Our laboratory: research into the causes of fires originating from solar-powered spotlights
A mail-order solar-powered spotlight has been involved in several incidents where it has been identified as the point of origin of the fire. Our laboratory has carried out a complete functional analysis of the product using both new and damaged products in order to understand the reasons behind these incidents and to decide on whether to implement a market withdrawal campaign or a simple update.
Pre-requisite: recreation of the electronic diagram
The product comprises a solar panel, a panel of LEDs producing the light, a printed internal circuit board with electronic components and two batteries for night lighting.
As we did not have the product’s electronic diagram at our disposal, we had to recreate it from scratch in order to understand the architecture and test its operation with an oscilloscope.
Observation: several precautions for use
By studying the diagram and observing its operation with the oscilloscope, we have been able to make the following observations.
The circuit board only manages the “lighting” function according to the amount of ambient light and the selected operating mode, and not the implementation of the lithium-ion batteries’ charge.
Precautions should be taken when storing energy inside lithium-ion batteries to:
- Avoid overloads
- Avoid deep discharge
- Avoid short circuits or intense currents
- Avoid putting two elements of unequal charge in parallel
If these precautions are not adhered to, the battery is likely to overheat, catch fire or explode. Considering the huge amount of energy stored inside (28.5 kJ), its sudden accidental release could cause serious damage.
Protection is therefore provided via a dedicated electronic circuit called the “BMS” (battery management system). This circuit may be an integral part of the device in which the batteries are incorporated (the light in this case) or directly integrated into the battery itself.
As the study of the circuit board revealed that it was not equipped, this protection should, in theory, be incorporated into the batteries themselves, which exist in two formats: with or without integrated electronic protection.
When we opened the batteries we discovered that these models do not feature integrated protection.
Conclusion: an increased risk of damage
The batteries used and found in the product are not themselves protected and the product does not comprise a BMS.
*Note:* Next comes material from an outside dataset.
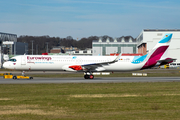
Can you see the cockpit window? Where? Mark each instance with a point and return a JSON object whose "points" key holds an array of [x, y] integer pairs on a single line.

In the case of prolonged exposure to direct sunlight in “OFF” mode, the batteries do not discharge but are constantly charged by the solar panel and are capable of delivering more than 115 mA when two batteries are used in parallel.
The risk of damage to the batteries is undeniable.
On the day of the incident, the marketed product that we examined was not compliant with even the most basic of industry standards for a product intended for outdoor use and incorporating lithium-ion batteries.
The product is dangerous and must be subject to a withdrawal or battery replacement campaign.